The coronavirus RNA sequence can be segmented as is (i.e. a string of four symbols), or as a binary sequence using some of the alphabets (mapping rules) shown in the Table 1 of (Bernaola-Galván et al., 1999). In particular, we used the four nucleotides A, U, C, G for the SCC measure, AU/CG for SCC_SW, AG/CU for SCC_RY and AC/UG for SCC_KM, which provide a complete complexity landscape along the nucleotide sequence. The compositional maps for 3209 coronavirus genomes are shown at UCSC Genome Browser by means of a track hub.

Graphical representation of the compositional segmentation of the coronavirus reference genome (NC_045512.2) at UCSC genome browser. The compositional domains obtained for the four nucleotides A, U, C, G (SCC), AU/CG (SCC_SW), AG/CU (SCC_RY) and AC/UG (SCC_KM) are shown. The GC percent in 5-base windows and the NCBI genes are also shown.

References

Bernaola-Galván P, Oliver JL, Hackenberg M, Coronado a. V., Ivanov PC, Carpena P. 2012. Segmentation of time series with long-range fractal correlations.

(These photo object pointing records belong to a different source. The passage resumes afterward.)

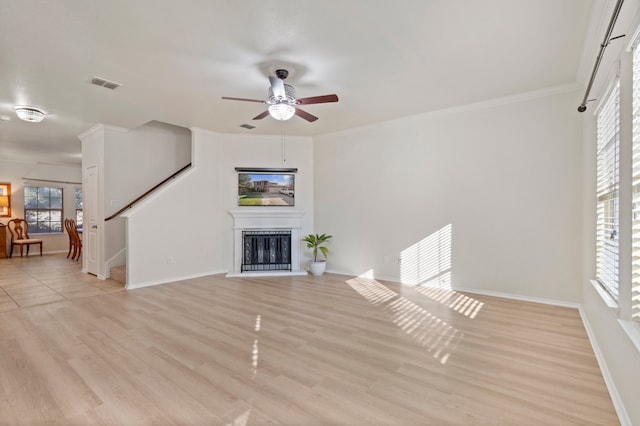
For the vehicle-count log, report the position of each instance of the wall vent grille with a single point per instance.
(107, 84)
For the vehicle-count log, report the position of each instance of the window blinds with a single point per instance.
(607, 227)
(635, 249)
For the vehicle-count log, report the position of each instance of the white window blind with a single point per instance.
(635, 253)
(607, 227)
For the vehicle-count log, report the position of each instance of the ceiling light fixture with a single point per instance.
(281, 112)
(30, 114)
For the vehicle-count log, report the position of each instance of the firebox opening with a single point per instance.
(266, 250)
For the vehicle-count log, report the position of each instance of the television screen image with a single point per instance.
(266, 189)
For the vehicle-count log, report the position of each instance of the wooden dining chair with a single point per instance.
(75, 242)
(19, 230)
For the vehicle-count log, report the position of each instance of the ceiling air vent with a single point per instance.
(105, 83)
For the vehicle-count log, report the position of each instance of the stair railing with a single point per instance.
(131, 204)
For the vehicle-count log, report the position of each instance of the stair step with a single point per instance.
(119, 273)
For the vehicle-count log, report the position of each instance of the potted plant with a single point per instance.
(315, 242)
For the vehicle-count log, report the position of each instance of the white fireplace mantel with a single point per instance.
(267, 218)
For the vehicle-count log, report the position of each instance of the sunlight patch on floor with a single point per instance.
(432, 333)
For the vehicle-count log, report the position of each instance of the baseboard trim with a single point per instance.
(133, 286)
(606, 374)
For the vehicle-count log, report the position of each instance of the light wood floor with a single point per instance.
(296, 351)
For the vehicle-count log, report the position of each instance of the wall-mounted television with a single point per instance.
(257, 188)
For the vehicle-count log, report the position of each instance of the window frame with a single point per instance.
(40, 209)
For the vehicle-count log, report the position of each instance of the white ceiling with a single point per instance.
(175, 59)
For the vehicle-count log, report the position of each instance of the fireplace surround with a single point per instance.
(273, 220)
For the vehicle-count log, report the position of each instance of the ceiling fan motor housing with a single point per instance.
(282, 74)
(290, 93)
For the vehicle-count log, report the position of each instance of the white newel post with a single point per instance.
(273, 218)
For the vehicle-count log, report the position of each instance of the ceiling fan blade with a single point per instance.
(318, 99)
(277, 87)
(306, 115)
(261, 116)
(243, 99)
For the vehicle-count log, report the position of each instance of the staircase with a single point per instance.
(119, 273)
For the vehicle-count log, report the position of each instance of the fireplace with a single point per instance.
(266, 250)
(267, 241)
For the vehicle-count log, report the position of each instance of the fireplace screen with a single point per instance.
(266, 250)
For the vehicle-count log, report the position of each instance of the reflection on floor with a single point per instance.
(35, 280)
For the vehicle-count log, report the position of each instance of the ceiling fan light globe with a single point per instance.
(30, 114)
(281, 112)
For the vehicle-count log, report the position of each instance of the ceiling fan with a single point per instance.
(282, 100)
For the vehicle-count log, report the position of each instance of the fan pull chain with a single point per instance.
(283, 145)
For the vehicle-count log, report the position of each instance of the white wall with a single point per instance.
(505, 177)
(185, 229)
(52, 175)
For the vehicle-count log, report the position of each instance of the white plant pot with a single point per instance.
(317, 268)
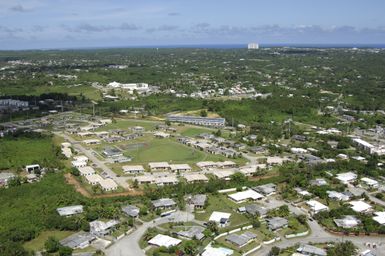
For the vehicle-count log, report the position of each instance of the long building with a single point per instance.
(204, 121)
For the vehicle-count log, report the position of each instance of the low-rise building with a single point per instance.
(242, 239)
(338, 196)
(206, 165)
(277, 223)
(32, 168)
(5, 177)
(316, 207)
(254, 209)
(373, 184)
(243, 196)
(108, 184)
(163, 203)
(306, 249)
(194, 232)
(180, 167)
(78, 164)
(198, 201)
(266, 189)
(360, 206)
(93, 179)
(195, 177)
(379, 217)
(346, 177)
(318, 182)
(347, 222)
(101, 228)
(164, 241)
(86, 171)
(131, 210)
(159, 166)
(221, 218)
(133, 169)
(78, 240)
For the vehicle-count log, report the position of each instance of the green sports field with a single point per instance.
(155, 150)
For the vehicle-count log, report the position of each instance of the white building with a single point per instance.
(316, 207)
(108, 185)
(370, 182)
(163, 240)
(221, 218)
(133, 169)
(243, 196)
(93, 179)
(86, 170)
(253, 46)
(70, 210)
(131, 87)
(78, 164)
(180, 167)
(360, 206)
(346, 177)
(379, 217)
(159, 166)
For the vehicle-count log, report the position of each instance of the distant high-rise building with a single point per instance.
(253, 46)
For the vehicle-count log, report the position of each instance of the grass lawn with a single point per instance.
(125, 124)
(222, 204)
(222, 241)
(16, 153)
(87, 91)
(194, 131)
(168, 150)
(37, 244)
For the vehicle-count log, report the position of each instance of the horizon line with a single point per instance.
(209, 46)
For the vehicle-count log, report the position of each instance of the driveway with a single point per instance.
(122, 181)
(129, 245)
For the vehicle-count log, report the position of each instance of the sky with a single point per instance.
(44, 24)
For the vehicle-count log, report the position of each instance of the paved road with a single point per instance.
(358, 190)
(122, 181)
(318, 234)
(129, 245)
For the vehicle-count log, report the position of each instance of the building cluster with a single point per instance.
(196, 120)
(140, 88)
(91, 177)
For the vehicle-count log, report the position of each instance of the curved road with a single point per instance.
(129, 245)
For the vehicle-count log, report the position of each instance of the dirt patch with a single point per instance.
(80, 189)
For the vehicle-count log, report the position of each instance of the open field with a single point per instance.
(171, 151)
(37, 244)
(16, 153)
(222, 204)
(87, 91)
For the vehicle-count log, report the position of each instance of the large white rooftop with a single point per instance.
(217, 216)
(360, 206)
(245, 195)
(379, 217)
(316, 206)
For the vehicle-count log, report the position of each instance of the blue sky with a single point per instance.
(27, 24)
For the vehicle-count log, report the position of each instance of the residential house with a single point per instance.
(194, 232)
(163, 203)
(266, 189)
(131, 210)
(198, 201)
(78, 240)
(101, 228)
(133, 169)
(276, 223)
(242, 239)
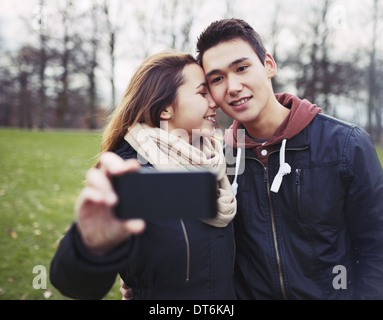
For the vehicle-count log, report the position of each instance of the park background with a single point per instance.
(65, 64)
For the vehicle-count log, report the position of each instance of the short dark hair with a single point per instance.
(226, 30)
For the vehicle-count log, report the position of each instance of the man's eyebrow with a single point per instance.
(232, 64)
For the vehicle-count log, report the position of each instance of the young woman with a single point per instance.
(167, 105)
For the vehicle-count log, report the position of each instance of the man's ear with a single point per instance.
(270, 65)
(167, 113)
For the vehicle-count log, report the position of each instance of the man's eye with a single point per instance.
(216, 79)
(242, 68)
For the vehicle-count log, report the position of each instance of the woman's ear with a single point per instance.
(167, 113)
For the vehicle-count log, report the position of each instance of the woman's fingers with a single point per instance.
(112, 164)
(134, 226)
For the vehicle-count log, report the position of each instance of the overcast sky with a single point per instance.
(350, 20)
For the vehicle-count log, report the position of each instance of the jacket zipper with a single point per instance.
(187, 250)
(298, 183)
(274, 230)
(275, 237)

Eur Phys J B 85:211. doi:10.1140/epjb/e2012-20969-5
Bernaola-Galván P, Oliver JL, Román-Roldán R. 1999. Decomposition of DNA sequence complexity. Phys Rev Lett 83:3336–3339.
Oliver JL, Román-Roldán R, Pérez J, Bernaola-Galván P. 1999. SEGMENT: identifying compositional domains in DNA sequences. Bioinformatics 15:974–9.
Román-Roldán R, Bernaola-Galván P, Oliver JL. 1998. Sequence compositional complexity of DNA through an entropic segmentation method. Phys Rev Lett 80:1344–1347.